Der Minister runzelte die Stirn. «Ich bin sicher, etwas darüber gelesen zu haben, daß Guatemala Ansprüche auf Belize erhebt.» Er lächelte distanziert. «Ist das nicht der Grund dafür, daß Belize ungefähr die einzige Kolonie ist, die sich der Unabhängigkeit widersetzt? Weil man dort weiß, daß dann eine Invasion zu erwarten ist?»

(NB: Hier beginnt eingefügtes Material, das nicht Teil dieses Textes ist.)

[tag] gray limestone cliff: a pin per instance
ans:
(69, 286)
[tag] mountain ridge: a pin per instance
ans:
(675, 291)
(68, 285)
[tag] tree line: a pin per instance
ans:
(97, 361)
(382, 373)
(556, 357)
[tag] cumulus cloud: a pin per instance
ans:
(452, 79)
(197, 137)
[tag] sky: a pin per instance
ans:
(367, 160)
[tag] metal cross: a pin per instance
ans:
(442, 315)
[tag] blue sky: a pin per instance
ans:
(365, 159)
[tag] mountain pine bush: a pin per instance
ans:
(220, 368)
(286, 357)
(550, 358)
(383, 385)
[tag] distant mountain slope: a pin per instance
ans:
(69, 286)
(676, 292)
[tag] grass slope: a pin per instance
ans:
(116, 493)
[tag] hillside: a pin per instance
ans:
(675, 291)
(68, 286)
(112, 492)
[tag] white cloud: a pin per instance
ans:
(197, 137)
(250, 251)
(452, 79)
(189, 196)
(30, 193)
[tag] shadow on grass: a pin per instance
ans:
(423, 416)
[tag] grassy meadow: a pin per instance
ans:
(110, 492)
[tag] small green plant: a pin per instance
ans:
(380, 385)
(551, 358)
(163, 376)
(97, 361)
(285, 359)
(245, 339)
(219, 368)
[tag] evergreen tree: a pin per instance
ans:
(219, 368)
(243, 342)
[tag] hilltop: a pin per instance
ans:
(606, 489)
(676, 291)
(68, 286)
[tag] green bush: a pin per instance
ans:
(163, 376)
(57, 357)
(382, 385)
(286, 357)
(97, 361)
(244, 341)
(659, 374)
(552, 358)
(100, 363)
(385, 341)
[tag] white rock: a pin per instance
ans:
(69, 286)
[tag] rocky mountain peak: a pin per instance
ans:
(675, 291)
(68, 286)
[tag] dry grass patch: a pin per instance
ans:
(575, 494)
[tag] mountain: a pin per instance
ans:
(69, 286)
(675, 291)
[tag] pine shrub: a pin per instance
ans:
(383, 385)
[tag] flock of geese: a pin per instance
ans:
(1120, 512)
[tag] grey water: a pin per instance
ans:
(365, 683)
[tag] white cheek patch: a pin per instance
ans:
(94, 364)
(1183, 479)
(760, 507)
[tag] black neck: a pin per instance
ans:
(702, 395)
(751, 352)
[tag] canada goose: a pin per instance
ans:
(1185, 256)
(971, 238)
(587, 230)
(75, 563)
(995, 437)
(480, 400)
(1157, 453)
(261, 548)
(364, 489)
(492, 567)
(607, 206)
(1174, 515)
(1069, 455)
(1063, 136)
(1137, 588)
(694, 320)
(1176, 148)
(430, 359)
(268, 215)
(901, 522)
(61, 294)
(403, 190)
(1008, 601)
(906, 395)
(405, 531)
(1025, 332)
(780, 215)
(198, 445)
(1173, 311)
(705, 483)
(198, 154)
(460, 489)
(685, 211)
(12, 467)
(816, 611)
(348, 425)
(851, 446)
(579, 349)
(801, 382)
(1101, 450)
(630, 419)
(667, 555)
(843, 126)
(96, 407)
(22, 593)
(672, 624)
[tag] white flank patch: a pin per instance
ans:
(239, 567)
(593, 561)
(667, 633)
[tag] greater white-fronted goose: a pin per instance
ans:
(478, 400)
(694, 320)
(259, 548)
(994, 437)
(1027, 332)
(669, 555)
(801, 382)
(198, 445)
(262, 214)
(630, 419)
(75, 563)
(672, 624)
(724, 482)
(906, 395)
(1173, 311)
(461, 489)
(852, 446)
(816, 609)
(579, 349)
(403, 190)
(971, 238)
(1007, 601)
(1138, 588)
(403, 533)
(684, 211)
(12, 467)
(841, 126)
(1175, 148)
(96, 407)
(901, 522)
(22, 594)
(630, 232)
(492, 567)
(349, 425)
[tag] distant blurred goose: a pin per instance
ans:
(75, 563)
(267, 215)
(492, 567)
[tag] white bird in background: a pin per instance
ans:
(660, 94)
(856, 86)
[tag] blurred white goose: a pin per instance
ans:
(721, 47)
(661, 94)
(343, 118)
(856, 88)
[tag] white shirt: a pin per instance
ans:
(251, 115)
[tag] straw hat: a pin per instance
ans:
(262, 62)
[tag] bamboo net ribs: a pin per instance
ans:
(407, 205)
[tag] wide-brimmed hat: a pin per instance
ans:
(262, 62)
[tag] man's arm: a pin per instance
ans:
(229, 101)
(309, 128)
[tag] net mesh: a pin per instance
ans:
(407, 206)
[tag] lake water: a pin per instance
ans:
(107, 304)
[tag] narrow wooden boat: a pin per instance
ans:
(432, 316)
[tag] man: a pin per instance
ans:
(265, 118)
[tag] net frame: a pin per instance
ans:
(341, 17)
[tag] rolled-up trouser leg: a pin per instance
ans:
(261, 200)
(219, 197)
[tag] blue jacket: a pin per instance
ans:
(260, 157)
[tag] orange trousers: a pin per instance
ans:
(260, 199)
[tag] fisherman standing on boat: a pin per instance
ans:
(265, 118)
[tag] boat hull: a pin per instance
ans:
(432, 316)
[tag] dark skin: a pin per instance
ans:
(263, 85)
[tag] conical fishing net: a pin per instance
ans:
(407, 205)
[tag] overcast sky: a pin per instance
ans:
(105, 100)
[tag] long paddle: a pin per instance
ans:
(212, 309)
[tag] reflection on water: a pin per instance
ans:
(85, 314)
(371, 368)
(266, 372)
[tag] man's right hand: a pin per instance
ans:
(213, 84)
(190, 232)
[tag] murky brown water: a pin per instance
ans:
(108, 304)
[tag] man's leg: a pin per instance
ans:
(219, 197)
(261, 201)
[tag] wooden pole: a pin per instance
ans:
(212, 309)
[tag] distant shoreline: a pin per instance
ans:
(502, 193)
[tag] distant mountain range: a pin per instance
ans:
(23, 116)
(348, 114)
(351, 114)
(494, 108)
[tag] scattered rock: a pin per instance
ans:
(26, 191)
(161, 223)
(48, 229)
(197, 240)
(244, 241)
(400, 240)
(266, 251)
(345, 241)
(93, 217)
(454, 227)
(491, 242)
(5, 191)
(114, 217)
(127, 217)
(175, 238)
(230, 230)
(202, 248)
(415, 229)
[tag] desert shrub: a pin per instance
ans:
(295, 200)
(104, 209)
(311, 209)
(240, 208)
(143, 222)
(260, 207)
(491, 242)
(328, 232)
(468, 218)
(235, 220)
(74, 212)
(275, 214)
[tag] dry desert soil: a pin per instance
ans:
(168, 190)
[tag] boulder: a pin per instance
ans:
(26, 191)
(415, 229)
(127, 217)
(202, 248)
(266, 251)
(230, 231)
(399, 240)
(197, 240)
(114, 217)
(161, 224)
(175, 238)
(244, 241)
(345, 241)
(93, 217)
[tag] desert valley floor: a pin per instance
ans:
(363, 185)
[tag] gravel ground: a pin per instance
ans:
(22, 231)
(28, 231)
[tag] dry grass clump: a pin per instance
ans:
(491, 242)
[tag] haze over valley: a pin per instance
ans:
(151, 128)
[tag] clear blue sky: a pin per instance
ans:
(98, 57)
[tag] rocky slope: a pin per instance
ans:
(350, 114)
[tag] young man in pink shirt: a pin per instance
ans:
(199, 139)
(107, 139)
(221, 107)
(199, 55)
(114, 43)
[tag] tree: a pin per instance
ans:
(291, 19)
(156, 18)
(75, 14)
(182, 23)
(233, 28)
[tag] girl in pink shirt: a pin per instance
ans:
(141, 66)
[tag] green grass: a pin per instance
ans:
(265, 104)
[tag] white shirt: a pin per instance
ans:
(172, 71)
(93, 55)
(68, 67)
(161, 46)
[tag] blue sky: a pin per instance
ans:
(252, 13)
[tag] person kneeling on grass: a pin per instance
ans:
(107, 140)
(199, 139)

Tarrant tat, als überlegte er. Dann entgegnete er:
«Wäre es Ihnen recht, wenn ich das überprüfe, Herr Minister?»
Der Minister warf ihm einen kurzen Blick zu und antwortete hastig: «Nein, nein, ich bin sicher, daß ich recht habe. Und in diesem Falle wollen wir doch keinen Zwischenfall mit Guatemala, nicht wahr? Die CIA hat doch diese Ente losgelassen, wieso können die dann nicht ein paar Soldaten einsetzen?»
«Sie haben in diesen Tagen die Idee, irgendwo Soldaten einzusetzen, so ziemlich fallengelassen, Herr Minister.»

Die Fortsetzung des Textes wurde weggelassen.